British Gas also revealed that it intends to install £15 million worth of free solar panels in the country’s schools back in July, thus underlining the positive PV progress the UK is making.

Moreover, iSuppli Corp. recently released a report stating that, due to “attractive government incentives”, it is currently the world’s fastest growing country for PV installations this year. From its research, it believes that PV system installations will reach 96 megawatts (MW) in 2010, which is an increase of 1,500 percent from six MW last year. “While the country’s growth will start from a nearly negligible level in 2009, the expansion will dramatically outpace the growth of the next fastest-growing nation – Spain – which will rise by approximately 730 percent in 2010,” said the research company in a statement. Dr. Henning Wicht added: “When you think of weather in the UK, London fog comes to mind more readily than bright sunshine. However, things definitely are looking brighter for the solar market in the UK in 2010, as the country has adopted attractive feed-in tariffs (FIT) to promote PV adoption. Furthermore, with leading solar country Germany cutting its FITs, the focus of the PV world is shifting to places with more favorable incentives – making the UK a solar hotspot this year.” He backed up this belief in an interview with pv magazine, when he said the UK is one of the main regions to watch in the future, alongside Ontario in Canada.
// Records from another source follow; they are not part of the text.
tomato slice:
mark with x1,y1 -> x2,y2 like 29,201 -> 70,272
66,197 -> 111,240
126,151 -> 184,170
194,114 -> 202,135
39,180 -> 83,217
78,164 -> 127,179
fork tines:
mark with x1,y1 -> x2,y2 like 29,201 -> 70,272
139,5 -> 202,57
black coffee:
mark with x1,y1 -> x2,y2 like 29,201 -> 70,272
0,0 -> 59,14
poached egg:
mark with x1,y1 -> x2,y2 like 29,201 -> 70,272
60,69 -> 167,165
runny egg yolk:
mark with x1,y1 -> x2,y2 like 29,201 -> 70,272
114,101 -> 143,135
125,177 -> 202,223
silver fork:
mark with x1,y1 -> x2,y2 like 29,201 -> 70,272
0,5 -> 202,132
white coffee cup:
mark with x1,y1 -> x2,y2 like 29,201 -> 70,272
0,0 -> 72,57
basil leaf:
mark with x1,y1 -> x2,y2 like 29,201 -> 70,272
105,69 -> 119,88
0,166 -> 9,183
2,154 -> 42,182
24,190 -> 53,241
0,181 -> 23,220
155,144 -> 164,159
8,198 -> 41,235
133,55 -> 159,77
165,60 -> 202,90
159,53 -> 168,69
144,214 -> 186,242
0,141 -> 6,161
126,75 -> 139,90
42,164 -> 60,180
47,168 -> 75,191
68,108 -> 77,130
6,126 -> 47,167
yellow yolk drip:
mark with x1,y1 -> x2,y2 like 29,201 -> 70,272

Additionally, the UK’s electricity and gas regulator for Great Britain, Ofgem released official figures for PV installations in the country for this year to date, since the new feed-in tariff came into effect on April 1. In total, an 11.274 MW capacity has been reached, with over 4,460 installations. The domestic market represented the majority of installations (4,432). In comparison, there were 22 commercial installations and seven community installations.